Listen Nora you have to do this for me. Let him take some pictures of you. Just this once to show the others it’s ok, I promise you it’ll be ok. She had moved into the kitchenette and was looking for a match to light the gas. He came over, dug one out of his pocket and lit the row
of hissing till they popped up blue, something invisible finding a form. He let her fill the kettle and put it on. Then he put himself against her back and leaned his face into her shoulder. His nose against the shoulder strap of her dress. Come out with me into the hall and meet him. Give him some of this tea. He’s a harmless man. He put his head up a bit and watched the blue flame gripping the kettle. He was exhausted. He couldn’t hustle for others, he didn’t know the needs of others. He was fond of them and wanted them happy and was willing to make them happy and was willing to hear their problems but no more. He didn’t know how people like Bellocq thought. He didn’t know how to put the pieces of him together. He was too shy to ask Bellocq why he wanted these pictures or what kind they would be. Three floors up on North Basin Street he was nuzzling this lady. That’s all he knew. His mind went blank against the flesh next to him.

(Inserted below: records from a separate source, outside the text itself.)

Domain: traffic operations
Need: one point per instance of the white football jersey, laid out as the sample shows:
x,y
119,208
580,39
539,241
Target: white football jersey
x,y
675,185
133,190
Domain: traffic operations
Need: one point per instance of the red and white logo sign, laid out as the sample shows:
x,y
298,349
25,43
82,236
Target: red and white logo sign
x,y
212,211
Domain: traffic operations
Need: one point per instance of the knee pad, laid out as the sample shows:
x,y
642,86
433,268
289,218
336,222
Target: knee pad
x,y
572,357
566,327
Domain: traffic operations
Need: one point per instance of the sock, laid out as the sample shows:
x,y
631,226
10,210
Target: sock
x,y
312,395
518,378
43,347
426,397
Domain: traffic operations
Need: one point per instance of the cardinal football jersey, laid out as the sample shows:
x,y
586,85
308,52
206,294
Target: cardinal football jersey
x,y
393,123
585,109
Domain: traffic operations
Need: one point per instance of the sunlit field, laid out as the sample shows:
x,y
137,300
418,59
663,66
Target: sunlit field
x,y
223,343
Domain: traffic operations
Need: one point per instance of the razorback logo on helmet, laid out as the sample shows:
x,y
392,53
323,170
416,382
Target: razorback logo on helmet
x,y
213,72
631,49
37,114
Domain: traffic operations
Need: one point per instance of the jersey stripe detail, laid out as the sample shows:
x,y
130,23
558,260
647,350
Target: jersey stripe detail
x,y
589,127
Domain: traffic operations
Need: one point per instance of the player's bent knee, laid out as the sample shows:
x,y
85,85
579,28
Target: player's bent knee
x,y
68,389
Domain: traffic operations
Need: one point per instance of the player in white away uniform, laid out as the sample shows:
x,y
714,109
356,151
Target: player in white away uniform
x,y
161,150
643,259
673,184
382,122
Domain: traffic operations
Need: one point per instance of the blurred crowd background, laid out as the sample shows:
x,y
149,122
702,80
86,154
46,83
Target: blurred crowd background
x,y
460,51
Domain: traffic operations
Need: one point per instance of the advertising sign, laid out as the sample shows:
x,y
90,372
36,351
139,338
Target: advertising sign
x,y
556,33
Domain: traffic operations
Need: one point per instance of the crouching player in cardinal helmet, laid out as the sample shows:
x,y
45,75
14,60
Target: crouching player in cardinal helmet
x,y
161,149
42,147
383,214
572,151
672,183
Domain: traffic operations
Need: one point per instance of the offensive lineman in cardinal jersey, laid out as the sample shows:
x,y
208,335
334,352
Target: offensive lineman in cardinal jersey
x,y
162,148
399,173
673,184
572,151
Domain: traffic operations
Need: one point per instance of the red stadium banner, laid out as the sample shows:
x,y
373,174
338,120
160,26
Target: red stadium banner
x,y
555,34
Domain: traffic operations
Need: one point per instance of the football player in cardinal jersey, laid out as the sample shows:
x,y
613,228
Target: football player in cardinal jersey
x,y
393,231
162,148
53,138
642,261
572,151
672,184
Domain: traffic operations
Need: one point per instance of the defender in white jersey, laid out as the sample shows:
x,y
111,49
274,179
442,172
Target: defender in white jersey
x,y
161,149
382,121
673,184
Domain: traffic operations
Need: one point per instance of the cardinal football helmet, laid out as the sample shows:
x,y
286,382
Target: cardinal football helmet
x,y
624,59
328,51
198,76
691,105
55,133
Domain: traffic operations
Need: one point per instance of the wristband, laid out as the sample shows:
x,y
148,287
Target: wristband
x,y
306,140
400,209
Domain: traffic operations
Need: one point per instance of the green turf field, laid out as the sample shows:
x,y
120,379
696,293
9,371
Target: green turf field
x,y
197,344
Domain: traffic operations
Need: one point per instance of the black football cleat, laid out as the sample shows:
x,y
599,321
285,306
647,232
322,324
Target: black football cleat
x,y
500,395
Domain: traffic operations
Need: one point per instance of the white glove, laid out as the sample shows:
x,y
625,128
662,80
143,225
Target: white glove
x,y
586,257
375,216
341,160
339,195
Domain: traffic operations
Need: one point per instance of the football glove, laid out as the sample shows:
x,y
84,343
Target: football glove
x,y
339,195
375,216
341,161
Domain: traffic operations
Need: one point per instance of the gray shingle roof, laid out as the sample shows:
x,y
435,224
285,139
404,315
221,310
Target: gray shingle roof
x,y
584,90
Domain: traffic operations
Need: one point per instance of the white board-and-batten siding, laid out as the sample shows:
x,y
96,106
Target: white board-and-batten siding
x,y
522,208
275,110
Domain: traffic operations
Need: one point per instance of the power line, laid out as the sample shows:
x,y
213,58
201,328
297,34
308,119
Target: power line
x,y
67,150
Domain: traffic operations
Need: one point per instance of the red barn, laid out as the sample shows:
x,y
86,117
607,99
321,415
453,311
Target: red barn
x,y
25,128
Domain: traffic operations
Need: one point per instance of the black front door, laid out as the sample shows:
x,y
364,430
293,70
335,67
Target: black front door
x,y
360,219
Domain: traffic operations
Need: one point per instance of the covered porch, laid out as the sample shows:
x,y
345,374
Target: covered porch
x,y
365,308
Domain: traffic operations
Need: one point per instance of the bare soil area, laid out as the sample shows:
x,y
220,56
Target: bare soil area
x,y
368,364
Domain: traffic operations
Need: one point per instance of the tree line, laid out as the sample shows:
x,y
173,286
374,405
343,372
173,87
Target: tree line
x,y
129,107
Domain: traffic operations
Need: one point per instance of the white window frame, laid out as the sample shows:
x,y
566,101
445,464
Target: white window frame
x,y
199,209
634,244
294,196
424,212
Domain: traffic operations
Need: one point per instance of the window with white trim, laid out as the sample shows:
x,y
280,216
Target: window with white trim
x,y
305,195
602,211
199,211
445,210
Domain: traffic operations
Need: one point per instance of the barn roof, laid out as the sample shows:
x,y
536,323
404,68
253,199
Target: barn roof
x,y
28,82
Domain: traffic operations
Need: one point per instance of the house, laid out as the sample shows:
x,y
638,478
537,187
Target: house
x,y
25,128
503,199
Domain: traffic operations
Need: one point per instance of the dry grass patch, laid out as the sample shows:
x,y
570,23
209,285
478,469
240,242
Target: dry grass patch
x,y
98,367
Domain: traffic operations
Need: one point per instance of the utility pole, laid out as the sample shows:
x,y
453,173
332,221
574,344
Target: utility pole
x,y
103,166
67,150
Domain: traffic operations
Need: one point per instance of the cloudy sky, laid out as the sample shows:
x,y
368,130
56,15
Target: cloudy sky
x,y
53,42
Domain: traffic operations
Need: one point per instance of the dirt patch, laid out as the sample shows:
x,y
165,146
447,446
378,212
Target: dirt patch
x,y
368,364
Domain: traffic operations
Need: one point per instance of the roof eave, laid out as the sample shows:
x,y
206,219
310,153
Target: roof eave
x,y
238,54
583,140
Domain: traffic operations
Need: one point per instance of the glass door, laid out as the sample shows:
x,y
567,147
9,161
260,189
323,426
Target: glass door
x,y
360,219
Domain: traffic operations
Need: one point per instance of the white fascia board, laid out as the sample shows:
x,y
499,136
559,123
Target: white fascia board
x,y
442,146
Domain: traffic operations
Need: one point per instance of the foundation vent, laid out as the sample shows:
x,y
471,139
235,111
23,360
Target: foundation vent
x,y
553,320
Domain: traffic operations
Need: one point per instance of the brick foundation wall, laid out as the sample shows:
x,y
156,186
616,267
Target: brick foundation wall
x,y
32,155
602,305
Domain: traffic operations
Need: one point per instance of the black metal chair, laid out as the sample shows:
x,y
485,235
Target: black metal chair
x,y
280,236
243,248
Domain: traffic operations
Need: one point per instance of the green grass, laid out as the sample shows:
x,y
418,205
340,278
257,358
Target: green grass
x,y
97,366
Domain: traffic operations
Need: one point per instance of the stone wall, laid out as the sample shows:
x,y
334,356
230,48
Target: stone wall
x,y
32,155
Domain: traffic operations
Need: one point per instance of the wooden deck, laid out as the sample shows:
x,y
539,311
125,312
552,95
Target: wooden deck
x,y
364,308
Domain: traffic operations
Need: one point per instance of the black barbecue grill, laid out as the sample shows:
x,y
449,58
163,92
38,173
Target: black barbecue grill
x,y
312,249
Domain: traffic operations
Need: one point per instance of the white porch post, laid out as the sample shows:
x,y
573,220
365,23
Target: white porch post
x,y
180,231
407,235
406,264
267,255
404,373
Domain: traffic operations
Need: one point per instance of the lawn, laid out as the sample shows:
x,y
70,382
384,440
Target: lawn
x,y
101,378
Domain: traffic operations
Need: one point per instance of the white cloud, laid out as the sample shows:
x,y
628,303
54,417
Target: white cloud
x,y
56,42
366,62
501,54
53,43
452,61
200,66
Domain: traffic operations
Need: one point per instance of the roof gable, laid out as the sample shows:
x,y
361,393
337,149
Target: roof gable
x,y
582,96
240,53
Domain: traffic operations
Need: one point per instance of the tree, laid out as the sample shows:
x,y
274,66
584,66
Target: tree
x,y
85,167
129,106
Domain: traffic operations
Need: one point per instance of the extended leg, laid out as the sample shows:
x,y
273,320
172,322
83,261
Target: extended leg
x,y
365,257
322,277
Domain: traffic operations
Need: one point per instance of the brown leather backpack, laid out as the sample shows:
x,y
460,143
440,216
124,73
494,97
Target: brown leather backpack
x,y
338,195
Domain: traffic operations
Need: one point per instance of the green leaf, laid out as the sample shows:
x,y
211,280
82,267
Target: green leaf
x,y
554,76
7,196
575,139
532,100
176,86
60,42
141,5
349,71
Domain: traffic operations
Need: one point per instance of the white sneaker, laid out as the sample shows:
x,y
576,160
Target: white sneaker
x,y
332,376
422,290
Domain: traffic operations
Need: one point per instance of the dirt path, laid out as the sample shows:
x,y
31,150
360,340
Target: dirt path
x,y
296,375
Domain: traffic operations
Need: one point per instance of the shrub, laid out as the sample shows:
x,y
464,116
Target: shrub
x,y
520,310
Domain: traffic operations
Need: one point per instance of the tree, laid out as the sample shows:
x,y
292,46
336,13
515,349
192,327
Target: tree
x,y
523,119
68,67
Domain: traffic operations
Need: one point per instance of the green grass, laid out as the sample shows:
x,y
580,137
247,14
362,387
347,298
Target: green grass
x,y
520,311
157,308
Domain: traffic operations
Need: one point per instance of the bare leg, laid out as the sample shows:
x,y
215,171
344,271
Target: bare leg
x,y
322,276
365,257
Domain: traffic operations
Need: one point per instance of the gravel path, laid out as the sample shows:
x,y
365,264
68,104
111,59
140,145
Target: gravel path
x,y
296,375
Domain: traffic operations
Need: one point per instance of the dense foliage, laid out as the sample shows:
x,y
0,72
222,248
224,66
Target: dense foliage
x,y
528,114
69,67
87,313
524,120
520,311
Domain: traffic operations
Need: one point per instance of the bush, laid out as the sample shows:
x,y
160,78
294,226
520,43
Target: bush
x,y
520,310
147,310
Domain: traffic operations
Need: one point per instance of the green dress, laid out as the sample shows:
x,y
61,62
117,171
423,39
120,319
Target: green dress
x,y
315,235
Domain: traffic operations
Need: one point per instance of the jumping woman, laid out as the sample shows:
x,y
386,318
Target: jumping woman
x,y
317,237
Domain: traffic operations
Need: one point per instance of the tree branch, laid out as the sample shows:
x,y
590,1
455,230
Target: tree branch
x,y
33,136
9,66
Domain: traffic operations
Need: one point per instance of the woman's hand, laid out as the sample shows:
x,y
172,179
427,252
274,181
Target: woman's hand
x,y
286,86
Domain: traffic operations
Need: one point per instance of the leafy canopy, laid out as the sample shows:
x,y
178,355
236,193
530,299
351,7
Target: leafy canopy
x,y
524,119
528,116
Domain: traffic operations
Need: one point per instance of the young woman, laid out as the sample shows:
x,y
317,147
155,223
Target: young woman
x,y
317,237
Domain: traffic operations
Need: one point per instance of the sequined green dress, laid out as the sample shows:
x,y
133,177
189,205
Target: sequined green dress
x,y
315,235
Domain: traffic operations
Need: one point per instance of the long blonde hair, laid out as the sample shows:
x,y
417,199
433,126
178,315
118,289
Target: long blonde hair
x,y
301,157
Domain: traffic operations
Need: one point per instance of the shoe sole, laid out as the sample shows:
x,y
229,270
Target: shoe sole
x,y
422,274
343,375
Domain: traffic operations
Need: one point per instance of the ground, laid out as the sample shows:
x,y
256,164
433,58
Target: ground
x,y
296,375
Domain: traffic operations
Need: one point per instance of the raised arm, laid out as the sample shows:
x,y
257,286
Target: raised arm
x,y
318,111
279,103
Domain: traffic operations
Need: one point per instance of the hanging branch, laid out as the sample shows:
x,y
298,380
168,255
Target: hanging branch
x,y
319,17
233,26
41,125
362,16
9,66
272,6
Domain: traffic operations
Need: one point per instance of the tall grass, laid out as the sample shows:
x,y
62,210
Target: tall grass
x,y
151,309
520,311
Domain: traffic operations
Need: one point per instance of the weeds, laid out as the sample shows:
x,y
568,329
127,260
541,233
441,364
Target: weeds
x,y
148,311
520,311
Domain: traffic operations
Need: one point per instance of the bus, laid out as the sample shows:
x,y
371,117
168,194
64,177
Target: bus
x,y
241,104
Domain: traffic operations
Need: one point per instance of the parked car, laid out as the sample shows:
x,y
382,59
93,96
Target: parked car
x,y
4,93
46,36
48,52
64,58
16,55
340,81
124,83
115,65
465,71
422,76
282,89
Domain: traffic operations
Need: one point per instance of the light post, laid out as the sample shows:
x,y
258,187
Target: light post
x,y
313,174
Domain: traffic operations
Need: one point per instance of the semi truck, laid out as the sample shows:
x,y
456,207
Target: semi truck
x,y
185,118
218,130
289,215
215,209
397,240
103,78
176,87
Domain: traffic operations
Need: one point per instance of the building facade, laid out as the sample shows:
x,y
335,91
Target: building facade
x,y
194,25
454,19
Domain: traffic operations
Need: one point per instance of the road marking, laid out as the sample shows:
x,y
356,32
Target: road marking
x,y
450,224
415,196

What’s he got on you? Nothing. He separated himself from her, picked up a knife and trapped against the small window of the kitchen, looking out. It was cold out, there was steam over the river. He had tried to get Bellocq to wear a coat when he had picked him up, but they had gone on, Bellocq cold and so trying to walk fast. He placed his palm against the glass and left the surface of his nerve pattern there. Rubbed it out. Turning he walked past her quickly through the door into the hall. As he was opening the door she said OK very fast. He turned and saw her leaning in the kitchen doorway with a cup in her hand. Then he opened the door to the stairs.
And then running down the stairs fast, almost crying, down two flights before he saw the figure in the main hall standing against the wallpaper looking up at him—the face pale and embarrassed. He must have heard them laughing in there, must have sat there for ten minutes and taken more than five minutes to walk down.